In the late 1960s, there were 350,000 to 400,000
Protestants and Catholics in Ethiopia, roughly 1.5 percent
of the population. About 36 percent of these were Catholics,
divided among those adhering to the Ethiopian rite (about 60
percent) and those following the Latin rite. The three
bishops were Ethiopians. Protestants were divided among a
number of denominations. The largest, nearly equaling in
number the size of the Catholic congregation, consisted of
adherents to the Fellowship of Evangelical Believers, the
Ethiopian branch of the Sudan Interior Mission. The next
largest group, about half as large, was the Ethiopian
Evangelical Church Mekane Yesus, an entity that was fostered
jointly by Scandinavian, German, and American Lutheran
groups. This group claimed 400,000 members in the late 1970s
and had an Ethiopian head.
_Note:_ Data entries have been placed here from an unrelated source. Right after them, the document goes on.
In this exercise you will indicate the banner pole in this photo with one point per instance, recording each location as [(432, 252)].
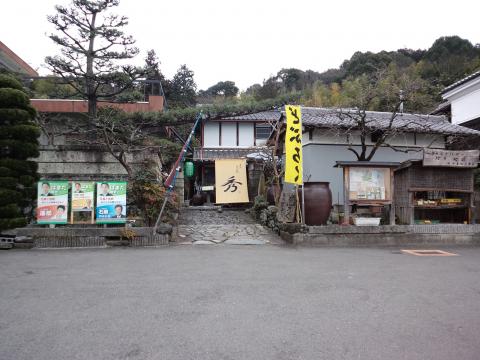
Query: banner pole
[(303, 203)]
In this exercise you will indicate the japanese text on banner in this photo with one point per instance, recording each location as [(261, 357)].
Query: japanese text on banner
[(293, 145)]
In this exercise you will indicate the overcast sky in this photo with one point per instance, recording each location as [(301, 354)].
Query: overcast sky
[(247, 41)]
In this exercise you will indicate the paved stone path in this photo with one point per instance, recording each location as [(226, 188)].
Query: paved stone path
[(209, 226)]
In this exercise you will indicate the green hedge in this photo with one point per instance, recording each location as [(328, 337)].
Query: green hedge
[(18, 143), (13, 223), (10, 211)]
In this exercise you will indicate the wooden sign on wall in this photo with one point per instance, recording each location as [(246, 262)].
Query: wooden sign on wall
[(451, 158)]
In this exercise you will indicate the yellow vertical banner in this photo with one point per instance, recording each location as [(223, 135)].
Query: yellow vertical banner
[(231, 181), (293, 145)]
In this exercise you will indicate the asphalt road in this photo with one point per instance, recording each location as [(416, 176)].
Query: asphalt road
[(239, 302)]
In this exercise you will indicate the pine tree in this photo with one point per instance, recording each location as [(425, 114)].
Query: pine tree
[(18, 143)]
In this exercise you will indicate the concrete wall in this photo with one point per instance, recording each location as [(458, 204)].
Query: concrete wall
[(71, 162)]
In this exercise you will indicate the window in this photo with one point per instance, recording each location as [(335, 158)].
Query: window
[(263, 131), (375, 135)]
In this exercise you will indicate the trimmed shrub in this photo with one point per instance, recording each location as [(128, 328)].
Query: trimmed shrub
[(18, 143)]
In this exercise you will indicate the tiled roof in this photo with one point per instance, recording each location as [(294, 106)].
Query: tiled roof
[(205, 154), (329, 118), (462, 81), (12, 62), (272, 115), (443, 107), (319, 117)]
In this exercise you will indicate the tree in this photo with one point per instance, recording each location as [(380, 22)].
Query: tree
[(387, 90), (18, 143), (92, 43), (183, 88)]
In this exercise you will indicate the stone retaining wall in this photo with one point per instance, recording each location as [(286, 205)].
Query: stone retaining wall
[(386, 235), (90, 237)]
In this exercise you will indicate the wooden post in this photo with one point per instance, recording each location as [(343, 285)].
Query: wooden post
[(411, 208), (303, 204), (392, 199), (346, 194)]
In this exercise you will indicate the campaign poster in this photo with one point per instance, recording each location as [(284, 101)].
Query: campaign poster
[(111, 202), (52, 204), (82, 195)]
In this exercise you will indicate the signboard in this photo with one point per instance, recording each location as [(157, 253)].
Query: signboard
[(231, 181), (451, 158), (293, 145), (82, 195), (287, 205), (369, 183), (52, 202), (82, 205), (111, 202)]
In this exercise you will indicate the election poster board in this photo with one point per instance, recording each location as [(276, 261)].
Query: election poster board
[(52, 202), (293, 145), (82, 209), (111, 202), (231, 181)]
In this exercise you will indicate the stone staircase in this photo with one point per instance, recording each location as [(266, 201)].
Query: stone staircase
[(214, 225)]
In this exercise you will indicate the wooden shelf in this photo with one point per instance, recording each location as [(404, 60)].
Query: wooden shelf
[(439, 189), (439, 207)]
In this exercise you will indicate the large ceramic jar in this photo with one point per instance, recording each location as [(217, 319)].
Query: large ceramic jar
[(318, 203)]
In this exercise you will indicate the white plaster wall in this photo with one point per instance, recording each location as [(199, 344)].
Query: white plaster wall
[(245, 134), (229, 134), (211, 134), (466, 107)]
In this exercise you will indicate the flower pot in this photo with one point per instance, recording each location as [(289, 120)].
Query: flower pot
[(273, 192), (197, 200)]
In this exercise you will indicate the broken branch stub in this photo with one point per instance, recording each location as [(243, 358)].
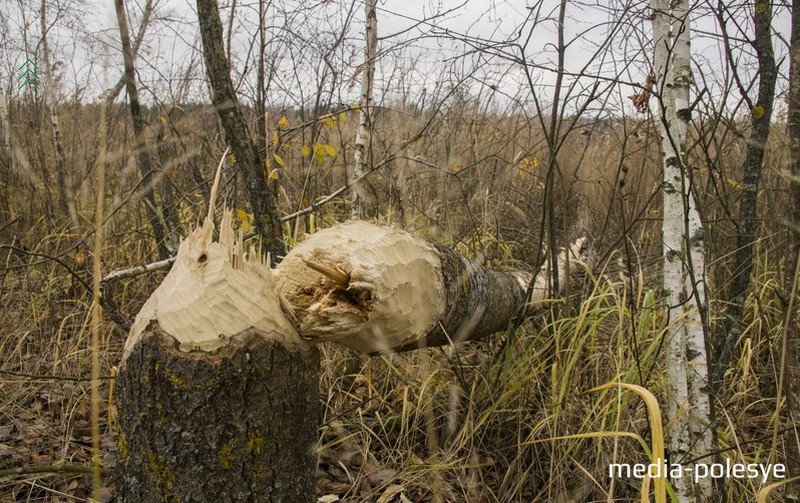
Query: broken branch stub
[(217, 391), (379, 289)]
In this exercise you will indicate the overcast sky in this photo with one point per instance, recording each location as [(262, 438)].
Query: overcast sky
[(425, 45)]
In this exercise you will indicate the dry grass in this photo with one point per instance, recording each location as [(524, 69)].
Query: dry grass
[(509, 419)]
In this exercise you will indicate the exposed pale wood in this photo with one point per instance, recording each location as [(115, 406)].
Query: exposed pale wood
[(212, 293), (380, 289), (217, 392)]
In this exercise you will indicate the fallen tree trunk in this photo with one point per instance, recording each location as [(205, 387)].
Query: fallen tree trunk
[(218, 397), (380, 289)]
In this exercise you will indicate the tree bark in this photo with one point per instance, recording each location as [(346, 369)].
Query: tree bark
[(379, 289), (217, 393), (66, 197), (791, 359), (361, 150), (147, 167), (689, 407), (748, 223), (262, 200)]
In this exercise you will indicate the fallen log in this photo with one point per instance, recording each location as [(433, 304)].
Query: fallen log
[(379, 289), (218, 395)]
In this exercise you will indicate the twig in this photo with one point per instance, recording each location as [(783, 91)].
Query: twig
[(28, 470), (132, 272), (46, 377), (105, 303)]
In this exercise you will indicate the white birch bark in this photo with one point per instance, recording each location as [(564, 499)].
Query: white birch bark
[(683, 247), (360, 152)]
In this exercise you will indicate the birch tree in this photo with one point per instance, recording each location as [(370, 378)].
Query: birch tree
[(688, 406), (791, 337), (361, 147), (66, 197)]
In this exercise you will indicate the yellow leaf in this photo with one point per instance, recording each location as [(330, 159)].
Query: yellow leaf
[(319, 154), (245, 219), (329, 121)]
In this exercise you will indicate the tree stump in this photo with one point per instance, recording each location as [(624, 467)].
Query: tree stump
[(218, 395)]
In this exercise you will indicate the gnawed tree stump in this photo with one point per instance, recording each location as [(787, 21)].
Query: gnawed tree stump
[(218, 397), (380, 289)]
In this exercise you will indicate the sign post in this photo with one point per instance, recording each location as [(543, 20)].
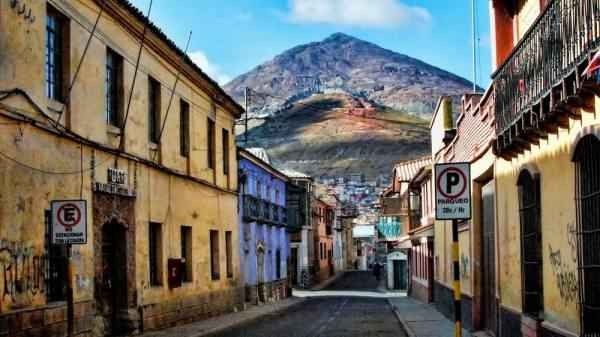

Several other groups, including
the Bethel Evangelical Church (sponsored by the American
United Presbyterian Church) and the Seventh-Day Adventists,
had between 5,000 and 15,000 members each.
Many missionaries and other observers claimed that the
revolutionary regime opposed missions and harassed the
clergy and communicants. Although the government denied
these accusations, its approach to those accused of not
accepting its authority suggests that the mission churches
and the regime had not reached a modus vivendi.